A reinvigorated Boral stands to deliver more for Seven, but the question is whether smaller shareholders will want to come along for the ride.

Ryan Stokes, CEO of Seven Group Holdings Limited, is bidding to take Boral wholly private. Picture: Britta Campion
Ryan Stokes, CEO of Seven Group Holdings Limited, is bidding to take Boral wholly private. Picture: Britta Campion

Ryan Stokes is firmly in the driver’s seat in his long-running move to secure Boral, although this time he is leaving little for chance in the $3.1bn play to mop up minority holders of the cement and asphalt play.
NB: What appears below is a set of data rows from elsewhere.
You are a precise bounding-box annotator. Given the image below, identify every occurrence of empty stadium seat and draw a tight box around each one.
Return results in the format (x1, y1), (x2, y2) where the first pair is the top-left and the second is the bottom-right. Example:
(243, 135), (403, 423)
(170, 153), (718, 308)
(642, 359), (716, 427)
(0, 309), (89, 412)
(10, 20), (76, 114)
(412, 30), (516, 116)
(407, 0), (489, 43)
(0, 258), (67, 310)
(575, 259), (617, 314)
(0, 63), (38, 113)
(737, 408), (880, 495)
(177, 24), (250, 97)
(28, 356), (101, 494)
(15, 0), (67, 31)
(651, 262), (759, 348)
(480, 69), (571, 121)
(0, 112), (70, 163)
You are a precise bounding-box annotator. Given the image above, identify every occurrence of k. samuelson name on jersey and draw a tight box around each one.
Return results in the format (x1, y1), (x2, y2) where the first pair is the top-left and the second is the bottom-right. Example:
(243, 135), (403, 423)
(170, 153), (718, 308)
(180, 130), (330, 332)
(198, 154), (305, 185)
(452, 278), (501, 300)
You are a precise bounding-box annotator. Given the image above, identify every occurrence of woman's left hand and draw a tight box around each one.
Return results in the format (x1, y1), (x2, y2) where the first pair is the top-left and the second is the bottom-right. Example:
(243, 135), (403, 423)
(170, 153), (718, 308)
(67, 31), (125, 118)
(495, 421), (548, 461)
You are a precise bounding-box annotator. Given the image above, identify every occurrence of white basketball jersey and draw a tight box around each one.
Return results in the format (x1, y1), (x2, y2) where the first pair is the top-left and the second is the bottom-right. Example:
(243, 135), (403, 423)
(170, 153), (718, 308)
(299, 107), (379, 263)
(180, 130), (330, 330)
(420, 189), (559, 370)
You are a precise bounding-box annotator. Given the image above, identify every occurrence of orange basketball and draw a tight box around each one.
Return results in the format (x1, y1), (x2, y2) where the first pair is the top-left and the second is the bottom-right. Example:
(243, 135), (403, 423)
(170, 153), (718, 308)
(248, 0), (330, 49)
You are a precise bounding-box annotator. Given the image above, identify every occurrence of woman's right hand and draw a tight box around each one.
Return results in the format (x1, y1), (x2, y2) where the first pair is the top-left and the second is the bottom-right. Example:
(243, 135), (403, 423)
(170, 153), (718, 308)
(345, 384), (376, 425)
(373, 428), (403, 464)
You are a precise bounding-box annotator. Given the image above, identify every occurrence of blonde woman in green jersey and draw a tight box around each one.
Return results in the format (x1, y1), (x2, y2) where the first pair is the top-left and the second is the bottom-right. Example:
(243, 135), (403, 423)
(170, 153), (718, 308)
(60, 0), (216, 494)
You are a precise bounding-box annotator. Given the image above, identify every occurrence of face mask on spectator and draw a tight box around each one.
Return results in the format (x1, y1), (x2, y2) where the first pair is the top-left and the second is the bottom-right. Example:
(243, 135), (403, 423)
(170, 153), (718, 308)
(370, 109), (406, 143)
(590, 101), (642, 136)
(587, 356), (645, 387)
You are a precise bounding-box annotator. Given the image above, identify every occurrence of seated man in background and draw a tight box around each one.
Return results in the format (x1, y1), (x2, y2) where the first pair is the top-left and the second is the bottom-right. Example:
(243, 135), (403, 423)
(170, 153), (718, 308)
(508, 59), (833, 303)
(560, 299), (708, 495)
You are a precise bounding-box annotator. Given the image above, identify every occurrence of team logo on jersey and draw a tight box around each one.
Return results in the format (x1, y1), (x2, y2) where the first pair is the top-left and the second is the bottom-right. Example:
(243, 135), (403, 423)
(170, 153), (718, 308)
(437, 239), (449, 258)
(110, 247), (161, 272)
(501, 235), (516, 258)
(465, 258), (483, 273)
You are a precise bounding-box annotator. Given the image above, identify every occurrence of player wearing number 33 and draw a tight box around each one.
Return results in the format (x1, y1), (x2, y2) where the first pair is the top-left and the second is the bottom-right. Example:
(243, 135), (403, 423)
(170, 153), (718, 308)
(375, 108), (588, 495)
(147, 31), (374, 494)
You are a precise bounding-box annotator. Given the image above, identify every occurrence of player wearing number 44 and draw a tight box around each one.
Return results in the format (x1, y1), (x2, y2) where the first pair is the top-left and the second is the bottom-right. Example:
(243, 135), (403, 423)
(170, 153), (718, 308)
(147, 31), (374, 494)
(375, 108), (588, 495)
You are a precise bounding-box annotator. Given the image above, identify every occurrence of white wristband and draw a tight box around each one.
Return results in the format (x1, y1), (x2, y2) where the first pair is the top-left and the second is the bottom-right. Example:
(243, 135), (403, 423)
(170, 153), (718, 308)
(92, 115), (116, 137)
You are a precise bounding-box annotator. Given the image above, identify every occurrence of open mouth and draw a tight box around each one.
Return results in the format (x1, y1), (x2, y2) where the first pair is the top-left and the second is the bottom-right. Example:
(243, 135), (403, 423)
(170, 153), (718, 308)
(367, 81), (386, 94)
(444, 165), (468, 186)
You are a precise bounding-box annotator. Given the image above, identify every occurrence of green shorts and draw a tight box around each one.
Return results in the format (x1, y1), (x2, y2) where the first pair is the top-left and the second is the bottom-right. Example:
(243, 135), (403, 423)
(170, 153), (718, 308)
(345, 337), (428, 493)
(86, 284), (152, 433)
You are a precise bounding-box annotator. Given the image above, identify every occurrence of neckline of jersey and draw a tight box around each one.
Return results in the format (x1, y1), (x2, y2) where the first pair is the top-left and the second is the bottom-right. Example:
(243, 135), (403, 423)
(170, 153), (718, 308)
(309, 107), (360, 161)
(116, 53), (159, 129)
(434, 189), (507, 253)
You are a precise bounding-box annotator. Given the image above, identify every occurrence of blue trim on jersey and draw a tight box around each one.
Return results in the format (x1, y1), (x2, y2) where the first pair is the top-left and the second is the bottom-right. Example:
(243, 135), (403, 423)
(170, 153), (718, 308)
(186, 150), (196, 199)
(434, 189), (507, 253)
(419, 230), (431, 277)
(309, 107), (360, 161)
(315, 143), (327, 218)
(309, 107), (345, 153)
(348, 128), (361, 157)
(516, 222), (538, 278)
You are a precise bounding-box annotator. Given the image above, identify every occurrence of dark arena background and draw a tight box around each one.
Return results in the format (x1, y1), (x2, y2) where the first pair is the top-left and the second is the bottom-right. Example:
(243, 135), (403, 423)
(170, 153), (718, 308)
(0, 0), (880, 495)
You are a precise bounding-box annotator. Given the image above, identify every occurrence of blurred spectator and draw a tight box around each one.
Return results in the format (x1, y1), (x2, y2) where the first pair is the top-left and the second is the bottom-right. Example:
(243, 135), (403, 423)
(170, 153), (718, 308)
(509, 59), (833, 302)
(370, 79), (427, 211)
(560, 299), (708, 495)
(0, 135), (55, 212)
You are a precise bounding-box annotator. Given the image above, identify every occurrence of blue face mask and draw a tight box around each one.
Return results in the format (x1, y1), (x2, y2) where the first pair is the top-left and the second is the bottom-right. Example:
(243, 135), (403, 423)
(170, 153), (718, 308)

Stokes has to pay up to buy out the remaining 28.4 per cent, in a move that speaks volumes about the evolution of his industrial conglomerate Seven since he made an audacious bid for control of Boral three years ago.

That earlier campaign topped out at 70 per cent and delivered Stokes the Boral chair, and he has since used his majority holding to put his mark on the long-underperforming company, from installing his hand-picked chief executive Vik Bansal to exiting marginal businesses.

These efforts have started to come together, with Boral this month smashing profit expectations and upgrading its full-year outlook. Moves including product pricing increases and more management discipline have also helped back a share surge for Boral, which is now trading at a hefty price-to-earnings premium to the broader S&P/ASX 200 and is sharply above its defacto parent Seven Group.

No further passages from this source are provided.